When Chevrolet prominently featured gay and lesbian couples in a family-focused commercial titled "The New Us," marketing experts saw it as a breakthrough.
And they think other automakers will come to see it the same way.
Justin Bell, CEO of Arc & Arrow Creative Group, an agency focused on connecting brands with the lesbian, gay, bisexual and transgender market, calls the spot for the Traverse crossover, aired during NBC's Olympics broadcasts, "monumental," and says it was "no tiny move for Chevrolet" to include three families headed by gay couples among the 12 who were spotlighted.
Bell says he expects to see other brands "stepping up to the plate to market via a story of inclusion."

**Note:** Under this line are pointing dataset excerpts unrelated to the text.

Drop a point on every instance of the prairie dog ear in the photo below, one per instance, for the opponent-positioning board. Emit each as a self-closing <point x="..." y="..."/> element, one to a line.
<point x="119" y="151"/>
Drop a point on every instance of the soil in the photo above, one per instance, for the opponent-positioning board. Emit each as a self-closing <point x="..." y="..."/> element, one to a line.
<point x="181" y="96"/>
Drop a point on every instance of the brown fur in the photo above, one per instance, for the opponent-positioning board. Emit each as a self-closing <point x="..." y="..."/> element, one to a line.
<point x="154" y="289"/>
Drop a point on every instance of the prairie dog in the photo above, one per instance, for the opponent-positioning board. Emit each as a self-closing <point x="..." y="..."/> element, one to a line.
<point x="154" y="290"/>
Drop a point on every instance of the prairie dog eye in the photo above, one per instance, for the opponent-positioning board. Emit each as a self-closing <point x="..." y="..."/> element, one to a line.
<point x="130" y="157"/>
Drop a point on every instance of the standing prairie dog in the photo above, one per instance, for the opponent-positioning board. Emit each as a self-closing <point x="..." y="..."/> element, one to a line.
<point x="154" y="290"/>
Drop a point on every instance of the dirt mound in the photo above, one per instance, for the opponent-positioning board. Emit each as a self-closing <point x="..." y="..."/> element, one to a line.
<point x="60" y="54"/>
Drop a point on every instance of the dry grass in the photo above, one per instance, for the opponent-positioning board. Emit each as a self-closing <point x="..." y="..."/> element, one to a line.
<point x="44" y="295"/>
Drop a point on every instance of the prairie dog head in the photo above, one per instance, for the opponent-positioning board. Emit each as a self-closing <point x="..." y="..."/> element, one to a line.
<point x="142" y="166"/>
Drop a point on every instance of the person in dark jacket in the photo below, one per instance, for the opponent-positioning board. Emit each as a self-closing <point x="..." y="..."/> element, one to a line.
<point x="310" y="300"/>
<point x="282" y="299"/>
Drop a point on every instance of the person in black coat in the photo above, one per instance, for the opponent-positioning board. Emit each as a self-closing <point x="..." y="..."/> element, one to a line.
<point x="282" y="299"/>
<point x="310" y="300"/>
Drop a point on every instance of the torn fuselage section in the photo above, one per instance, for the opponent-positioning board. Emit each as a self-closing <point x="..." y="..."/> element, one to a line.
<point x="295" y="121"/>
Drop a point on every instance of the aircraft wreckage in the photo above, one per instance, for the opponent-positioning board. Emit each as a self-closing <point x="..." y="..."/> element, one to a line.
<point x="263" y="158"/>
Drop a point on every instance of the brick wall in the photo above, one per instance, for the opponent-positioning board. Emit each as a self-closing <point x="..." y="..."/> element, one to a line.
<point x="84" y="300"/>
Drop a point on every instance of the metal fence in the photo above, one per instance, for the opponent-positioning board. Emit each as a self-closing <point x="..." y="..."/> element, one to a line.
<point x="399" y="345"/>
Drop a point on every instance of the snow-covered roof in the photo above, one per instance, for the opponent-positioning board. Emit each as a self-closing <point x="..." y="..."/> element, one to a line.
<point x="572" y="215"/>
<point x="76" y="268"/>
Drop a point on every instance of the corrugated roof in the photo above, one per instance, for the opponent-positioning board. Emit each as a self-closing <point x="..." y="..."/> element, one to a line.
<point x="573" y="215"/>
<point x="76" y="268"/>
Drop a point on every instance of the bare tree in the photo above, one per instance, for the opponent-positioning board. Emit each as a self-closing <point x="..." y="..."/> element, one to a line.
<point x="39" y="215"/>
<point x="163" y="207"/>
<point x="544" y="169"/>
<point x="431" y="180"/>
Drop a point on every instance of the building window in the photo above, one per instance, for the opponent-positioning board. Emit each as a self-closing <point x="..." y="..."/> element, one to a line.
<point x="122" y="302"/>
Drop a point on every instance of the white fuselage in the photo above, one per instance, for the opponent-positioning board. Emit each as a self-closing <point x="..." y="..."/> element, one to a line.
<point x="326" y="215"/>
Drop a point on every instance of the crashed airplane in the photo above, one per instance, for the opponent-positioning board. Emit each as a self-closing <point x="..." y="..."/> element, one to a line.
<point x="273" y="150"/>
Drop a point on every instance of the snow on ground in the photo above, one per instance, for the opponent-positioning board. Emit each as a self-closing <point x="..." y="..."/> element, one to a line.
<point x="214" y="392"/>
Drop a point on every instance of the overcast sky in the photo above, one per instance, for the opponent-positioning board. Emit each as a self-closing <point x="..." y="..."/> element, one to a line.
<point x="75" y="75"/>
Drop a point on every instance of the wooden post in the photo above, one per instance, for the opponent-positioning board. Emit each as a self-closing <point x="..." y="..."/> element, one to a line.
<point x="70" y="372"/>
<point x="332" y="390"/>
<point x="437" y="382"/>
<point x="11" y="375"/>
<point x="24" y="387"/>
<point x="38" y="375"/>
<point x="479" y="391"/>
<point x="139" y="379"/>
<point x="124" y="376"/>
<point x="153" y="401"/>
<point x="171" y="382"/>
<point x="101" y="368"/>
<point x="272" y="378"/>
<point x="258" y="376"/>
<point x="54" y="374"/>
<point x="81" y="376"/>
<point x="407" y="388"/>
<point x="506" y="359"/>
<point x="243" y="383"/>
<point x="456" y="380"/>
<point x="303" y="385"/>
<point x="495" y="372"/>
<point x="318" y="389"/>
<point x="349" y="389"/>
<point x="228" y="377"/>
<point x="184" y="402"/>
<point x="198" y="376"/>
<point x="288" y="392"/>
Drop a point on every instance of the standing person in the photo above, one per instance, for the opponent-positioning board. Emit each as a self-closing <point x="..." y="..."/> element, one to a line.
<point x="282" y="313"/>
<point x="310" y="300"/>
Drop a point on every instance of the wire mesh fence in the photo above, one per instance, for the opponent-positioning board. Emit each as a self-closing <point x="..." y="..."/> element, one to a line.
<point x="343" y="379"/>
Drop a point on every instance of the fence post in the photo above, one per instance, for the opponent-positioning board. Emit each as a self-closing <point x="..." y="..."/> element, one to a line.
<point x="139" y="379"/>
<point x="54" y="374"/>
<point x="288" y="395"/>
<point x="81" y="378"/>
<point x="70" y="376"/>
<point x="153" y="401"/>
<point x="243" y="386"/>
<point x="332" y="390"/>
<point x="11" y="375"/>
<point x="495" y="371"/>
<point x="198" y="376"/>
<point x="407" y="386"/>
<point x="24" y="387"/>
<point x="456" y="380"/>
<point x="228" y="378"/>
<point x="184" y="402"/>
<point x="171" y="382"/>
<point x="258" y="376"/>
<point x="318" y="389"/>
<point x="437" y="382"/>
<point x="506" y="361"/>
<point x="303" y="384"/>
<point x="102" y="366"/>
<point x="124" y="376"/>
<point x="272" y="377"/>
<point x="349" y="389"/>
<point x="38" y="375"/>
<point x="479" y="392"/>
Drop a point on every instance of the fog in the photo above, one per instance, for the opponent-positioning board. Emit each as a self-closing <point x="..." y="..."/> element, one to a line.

It's a tantalizing prospect for an agency such as Bell's. While automakers have long advertised in a targeted way to the LGBT market, they have typically avoided the kinds of bold marketing moves that could alienate segments of their customer base or muddle their brand image. Those concerns have kept LGBT messaging and imagery largely confined to media viewed only by the gay community.
But high-profile moves such as Chevy's, along with growing public acceptance of gay rights, could embolden other automakers to bring their LGBT messaging into the mainstream as part of establishing a more inclusive brand identity.
Scott Seitz, owner of SPI Marketing, an LGBT marketing and promotions agency, points to a March Washington Post/ABC News poll that found 59 percent support for same-sex marriage, up 10 percentage points from 2009. As that support grows, he says, more marketers, automakers included, are recognizing the LGBT consumer demographic as a means to get "their message through the clutter to the buyer."
LGBT consumers, he says, are "watching to see brands walk the walk."